LIMA, Peru – Peruvian lawmakers handed President Alan Garcia a significant defeat Aug. 22 by voting 66 – 29 to repeal Garcia’s controversial ‘forest laws,’ which had been the subjects of fierce protest by indigenous communities (and with future actions still possible).
Native advocates and their allies had asserted that the laws made it easier for big companies to purchase their land, against the wishes of the communities, by lowering the percentage of ‘yes’ votes needed to grant a sale, and that in violation of Peruvian law, indigenous communities were not consulted before Garcia issued the decrees May 20.

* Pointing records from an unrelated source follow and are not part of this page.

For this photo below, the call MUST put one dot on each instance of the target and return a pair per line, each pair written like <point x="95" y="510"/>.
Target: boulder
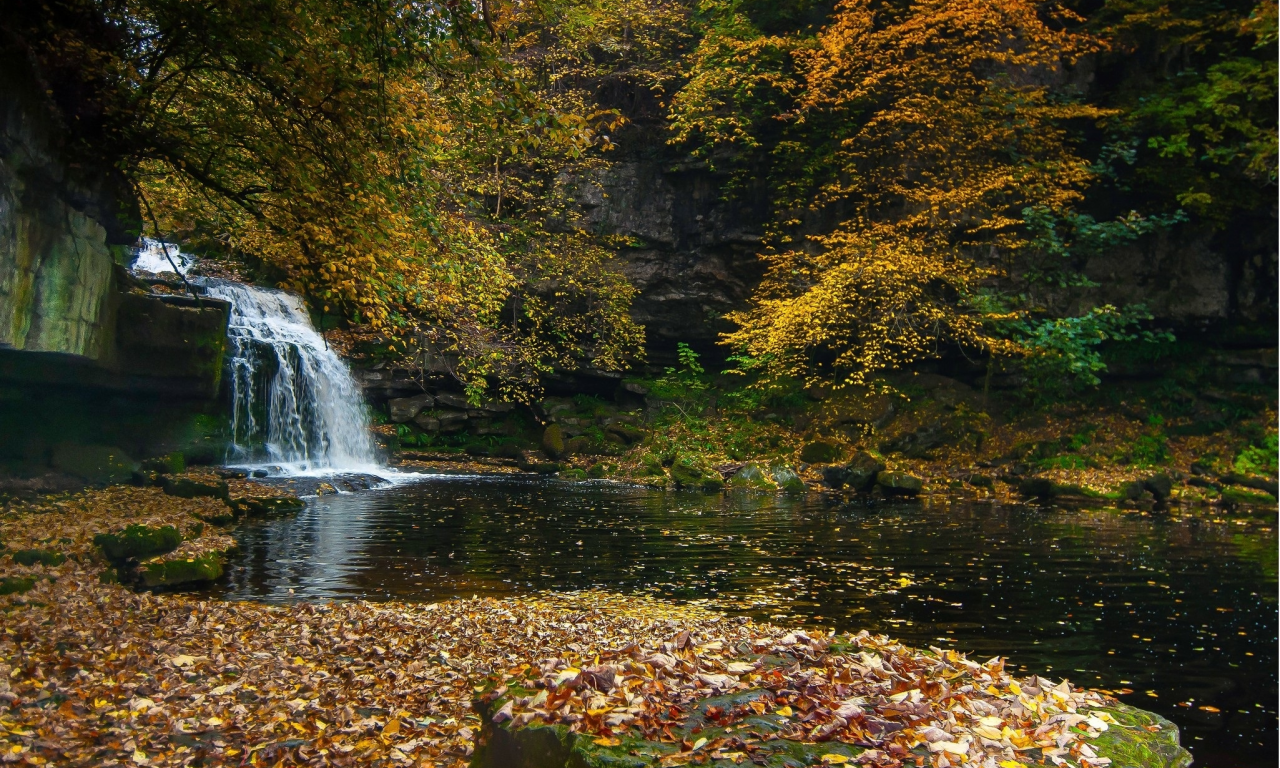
<point x="405" y="408"/>
<point x="787" y="479"/>
<point x="452" y="400"/>
<point x="862" y="471"/>
<point x="899" y="484"/>
<point x="753" y="478"/>
<point x="451" y="421"/>
<point x="1160" y="485"/>
<point x="553" y="440"/>
<point x="819" y="452"/>
<point x="138" y="540"/>
<point x="689" y="472"/>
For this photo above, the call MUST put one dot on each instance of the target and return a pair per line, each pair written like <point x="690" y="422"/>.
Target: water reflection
<point x="1174" y="615"/>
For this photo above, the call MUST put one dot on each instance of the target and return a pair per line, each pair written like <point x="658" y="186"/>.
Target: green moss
<point x="174" y="572"/>
<point x="41" y="557"/>
<point x="138" y="540"/>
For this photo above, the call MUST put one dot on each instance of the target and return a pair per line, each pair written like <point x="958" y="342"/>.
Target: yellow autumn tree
<point x="909" y="140"/>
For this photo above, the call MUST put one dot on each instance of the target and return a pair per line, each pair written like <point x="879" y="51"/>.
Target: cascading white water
<point x="296" y="405"/>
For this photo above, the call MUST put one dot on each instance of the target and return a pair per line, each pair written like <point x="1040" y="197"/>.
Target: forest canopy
<point x="936" y="169"/>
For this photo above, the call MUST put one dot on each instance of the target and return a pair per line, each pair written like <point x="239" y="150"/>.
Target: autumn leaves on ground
<point x="96" y="673"/>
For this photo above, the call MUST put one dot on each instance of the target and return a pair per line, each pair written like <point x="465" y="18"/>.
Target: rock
<point x="95" y="464"/>
<point x="39" y="557"/>
<point x="835" y="476"/>
<point x="405" y="408"/>
<point x="753" y="478"/>
<point x="186" y="488"/>
<point x="553" y="440"/>
<point x="914" y="444"/>
<point x="451" y="421"/>
<point x="819" y="452"/>
<point x="625" y="433"/>
<point x="453" y="401"/>
<point x="426" y="423"/>
<point x="1160" y="485"/>
<point x="688" y="472"/>
<point x="181" y="571"/>
<point x="787" y="479"/>
<point x="862" y="471"/>
<point x="979" y="480"/>
<point x="899" y="484"/>
<point x="138" y="540"/>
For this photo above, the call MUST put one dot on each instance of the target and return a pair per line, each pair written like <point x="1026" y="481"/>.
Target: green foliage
<point x="1258" y="458"/>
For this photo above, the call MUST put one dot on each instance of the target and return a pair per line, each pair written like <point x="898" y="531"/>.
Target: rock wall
<point x="95" y="370"/>
<point x="693" y="257"/>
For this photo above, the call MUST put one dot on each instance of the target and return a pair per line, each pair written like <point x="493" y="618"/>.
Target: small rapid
<point x="296" y="408"/>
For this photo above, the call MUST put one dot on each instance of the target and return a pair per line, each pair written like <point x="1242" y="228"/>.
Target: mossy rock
<point x="1243" y="496"/>
<point x="899" y="484"/>
<point x="1133" y="745"/>
<point x="787" y="479"/>
<point x="689" y="472"/>
<point x="138" y="540"/>
<point x="819" y="452"/>
<point x="553" y="440"/>
<point x="177" y="572"/>
<point x="753" y="478"/>
<point x="17" y="585"/>
<point x="186" y="488"/>
<point x="39" y="557"/>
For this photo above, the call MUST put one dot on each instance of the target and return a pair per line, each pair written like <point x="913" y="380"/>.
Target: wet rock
<point x="39" y="557"/>
<point x="160" y="574"/>
<point x="753" y="478"/>
<point x="688" y="472"/>
<point x="451" y="421"/>
<point x="138" y="540"/>
<point x="186" y="488"/>
<point x="915" y="444"/>
<point x="1160" y="485"/>
<point x="553" y="440"/>
<point x="862" y="471"/>
<point x="452" y="400"/>
<point x="787" y="479"/>
<point x="899" y="484"/>
<point x="405" y="408"/>
<point x="819" y="452"/>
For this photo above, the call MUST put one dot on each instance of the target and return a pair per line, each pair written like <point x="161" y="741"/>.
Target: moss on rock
<point x="138" y="540"/>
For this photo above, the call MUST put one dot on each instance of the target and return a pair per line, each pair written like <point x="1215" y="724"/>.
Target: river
<point x="1171" y="613"/>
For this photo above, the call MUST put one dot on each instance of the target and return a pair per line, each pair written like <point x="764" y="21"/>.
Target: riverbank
<point x="96" y="673"/>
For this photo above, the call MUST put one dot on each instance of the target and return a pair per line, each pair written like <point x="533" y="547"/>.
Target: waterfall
<point x="295" y="403"/>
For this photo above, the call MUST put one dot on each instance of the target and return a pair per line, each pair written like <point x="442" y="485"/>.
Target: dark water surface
<point x="1174" y="615"/>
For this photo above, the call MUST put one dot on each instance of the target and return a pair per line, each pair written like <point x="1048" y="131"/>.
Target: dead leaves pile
<point x="92" y="673"/>
<point x="864" y="690"/>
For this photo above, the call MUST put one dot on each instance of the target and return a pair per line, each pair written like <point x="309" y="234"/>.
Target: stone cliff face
<point x="694" y="257"/>
<point x="95" y="371"/>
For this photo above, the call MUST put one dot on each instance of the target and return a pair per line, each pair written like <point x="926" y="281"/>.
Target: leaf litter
<point x="94" y="673"/>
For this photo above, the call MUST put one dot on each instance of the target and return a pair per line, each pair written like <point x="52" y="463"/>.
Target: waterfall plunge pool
<point x="1175" y="615"/>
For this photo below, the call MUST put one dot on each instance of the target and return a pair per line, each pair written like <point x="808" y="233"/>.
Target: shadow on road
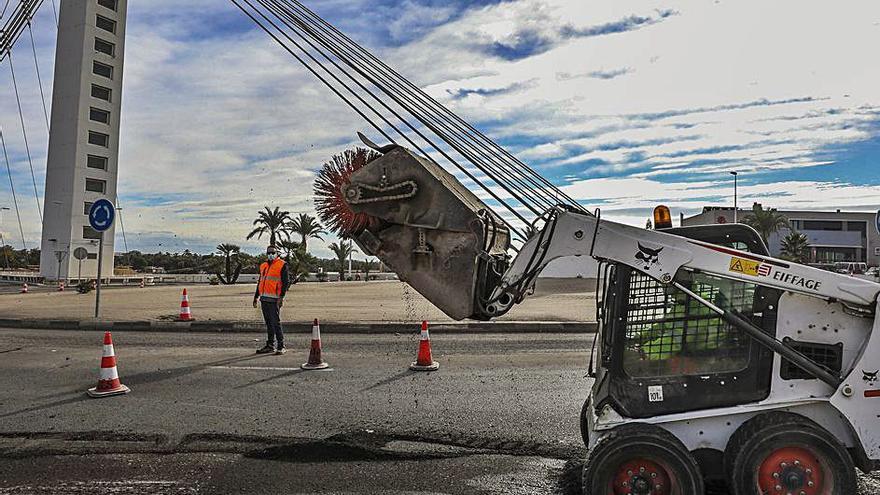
<point x="388" y="380"/>
<point x="271" y="378"/>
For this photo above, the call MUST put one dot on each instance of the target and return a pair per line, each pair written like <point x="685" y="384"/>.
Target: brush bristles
<point x="330" y="204"/>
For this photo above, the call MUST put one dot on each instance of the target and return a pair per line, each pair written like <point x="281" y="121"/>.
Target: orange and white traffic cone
<point x="185" y="313"/>
<point x="316" y="362"/>
<point x="424" y="361"/>
<point x="108" y="383"/>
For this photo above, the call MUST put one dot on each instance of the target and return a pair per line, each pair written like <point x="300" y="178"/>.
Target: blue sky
<point x="623" y="104"/>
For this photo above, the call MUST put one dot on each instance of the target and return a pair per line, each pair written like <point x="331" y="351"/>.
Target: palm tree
<point x="228" y="251"/>
<point x="270" y="222"/>
<point x="796" y="247"/>
<point x="766" y="222"/>
<point x="342" y="250"/>
<point x="307" y="227"/>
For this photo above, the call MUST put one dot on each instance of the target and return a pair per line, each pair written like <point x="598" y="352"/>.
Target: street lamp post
<point x="734" y="174"/>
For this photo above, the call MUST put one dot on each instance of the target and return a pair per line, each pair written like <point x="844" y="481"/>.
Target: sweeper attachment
<point x="421" y="222"/>
<point x="712" y="357"/>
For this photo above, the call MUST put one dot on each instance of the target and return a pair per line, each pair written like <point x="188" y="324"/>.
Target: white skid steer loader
<point x="710" y="352"/>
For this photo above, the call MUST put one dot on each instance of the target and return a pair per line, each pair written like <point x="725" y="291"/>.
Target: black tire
<point x="795" y="449"/>
<point x="643" y="454"/>
<point x="585" y="426"/>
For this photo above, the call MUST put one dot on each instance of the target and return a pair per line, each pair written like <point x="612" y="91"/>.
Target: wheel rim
<point x="642" y="477"/>
<point x="792" y="471"/>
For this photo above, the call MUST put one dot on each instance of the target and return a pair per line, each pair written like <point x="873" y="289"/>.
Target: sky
<point x="623" y="105"/>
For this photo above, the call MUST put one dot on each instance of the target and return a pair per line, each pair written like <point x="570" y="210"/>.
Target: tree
<point x="230" y="276"/>
<point x="766" y="222"/>
<point x="342" y="250"/>
<point x="271" y="222"/>
<point x="368" y="267"/>
<point x="307" y="227"/>
<point x="796" y="247"/>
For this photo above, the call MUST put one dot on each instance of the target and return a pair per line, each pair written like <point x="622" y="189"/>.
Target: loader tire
<point x="585" y="425"/>
<point x="637" y="458"/>
<point x="788" y="451"/>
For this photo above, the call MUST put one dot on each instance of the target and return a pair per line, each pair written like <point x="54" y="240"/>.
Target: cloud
<point x="624" y="103"/>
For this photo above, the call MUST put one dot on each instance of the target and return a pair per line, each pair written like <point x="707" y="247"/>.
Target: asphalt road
<point x="207" y="416"/>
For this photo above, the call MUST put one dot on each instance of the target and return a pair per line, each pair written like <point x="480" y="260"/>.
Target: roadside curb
<point x="220" y="326"/>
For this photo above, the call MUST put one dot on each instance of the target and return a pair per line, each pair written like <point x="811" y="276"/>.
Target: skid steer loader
<point x="711" y="355"/>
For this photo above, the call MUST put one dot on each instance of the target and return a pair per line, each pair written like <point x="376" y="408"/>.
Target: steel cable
<point x="323" y="80"/>
<point x="12" y="188"/>
<point x="26" y="145"/>
<point x="556" y="192"/>
<point x="472" y="154"/>
<point x="405" y="121"/>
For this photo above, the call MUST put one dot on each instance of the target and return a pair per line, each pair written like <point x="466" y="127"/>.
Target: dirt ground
<point x="563" y="300"/>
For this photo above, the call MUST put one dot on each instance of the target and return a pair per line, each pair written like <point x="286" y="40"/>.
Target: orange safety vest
<point x="270" y="279"/>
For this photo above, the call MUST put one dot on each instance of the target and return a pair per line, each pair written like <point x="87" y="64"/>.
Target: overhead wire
<point x="12" y="188"/>
<point x="552" y="191"/>
<point x="39" y="79"/>
<point x="24" y="133"/>
<point x="379" y="100"/>
<point x="336" y="91"/>
<point x="439" y="126"/>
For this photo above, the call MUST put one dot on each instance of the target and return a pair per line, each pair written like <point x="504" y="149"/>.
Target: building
<point x="834" y="235"/>
<point x="84" y="136"/>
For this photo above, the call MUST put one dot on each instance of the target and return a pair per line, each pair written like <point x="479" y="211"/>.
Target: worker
<point x="271" y="289"/>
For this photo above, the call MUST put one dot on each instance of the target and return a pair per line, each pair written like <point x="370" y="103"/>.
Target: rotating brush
<point x="330" y="203"/>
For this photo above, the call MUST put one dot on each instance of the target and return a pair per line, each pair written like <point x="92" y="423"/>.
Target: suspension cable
<point x="516" y="186"/>
<point x="26" y="145"/>
<point x="487" y="142"/>
<point x="323" y="80"/>
<point x="39" y="79"/>
<point x="12" y="187"/>
<point x="399" y="117"/>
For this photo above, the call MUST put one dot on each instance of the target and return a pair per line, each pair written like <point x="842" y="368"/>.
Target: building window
<point x="96" y="185"/>
<point x="98" y="115"/>
<point x="101" y="93"/>
<point x="106" y="24"/>
<point x="105" y="47"/>
<point x="110" y="4"/>
<point x="99" y="162"/>
<point x="99" y="139"/>
<point x="90" y="233"/>
<point x="102" y="70"/>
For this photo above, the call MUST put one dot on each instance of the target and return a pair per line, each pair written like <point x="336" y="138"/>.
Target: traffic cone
<point x="185" y="313"/>
<point x="108" y="383"/>
<point x="316" y="362"/>
<point x="424" y="361"/>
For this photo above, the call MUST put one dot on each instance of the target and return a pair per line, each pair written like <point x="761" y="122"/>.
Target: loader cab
<point x="662" y="352"/>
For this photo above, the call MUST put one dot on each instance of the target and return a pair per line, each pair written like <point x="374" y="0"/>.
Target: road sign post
<point x="101" y="217"/>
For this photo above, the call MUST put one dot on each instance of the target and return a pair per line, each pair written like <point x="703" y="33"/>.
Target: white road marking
<point x="257" y="368"/>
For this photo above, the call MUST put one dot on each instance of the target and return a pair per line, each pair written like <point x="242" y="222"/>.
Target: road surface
<point x="208" y="416"/>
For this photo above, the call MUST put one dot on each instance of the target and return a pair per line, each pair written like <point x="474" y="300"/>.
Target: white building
<point x="84" y="137"/>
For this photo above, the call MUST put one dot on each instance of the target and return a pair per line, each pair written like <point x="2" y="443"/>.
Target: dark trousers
<point x="272" y="315"/>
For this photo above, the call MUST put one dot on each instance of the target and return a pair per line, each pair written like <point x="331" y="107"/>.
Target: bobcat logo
<point x="648" y="256"/>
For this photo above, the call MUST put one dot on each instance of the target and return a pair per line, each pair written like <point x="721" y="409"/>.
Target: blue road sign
<point x="101" y="215"/>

Protestors also point out that there are oil, gas and other resources in the targeted indigenous areas that are estimated to be worth between $2 to 3 billion, and that the president had this in mind when he signed the most recent Free Trade Agreement with the United States.
When confronted by angry denunciations from many parties in Peru after the decrees in May, Garcia did not budge from his position and, in early August, indigenous communities staged a series of strikes, occupations and blockades.
More than 10,000 Native protestors spanned out across the country – some armed with spears and bows and arrows – to block several large roads and take control of a gas field, an oil pipeline and a hydroelectric plant. Garcia declared a state of emergency for the provinces of Cusco, Loreto and Amazonas, and then issued the order to send soldiers to disperse the protestors.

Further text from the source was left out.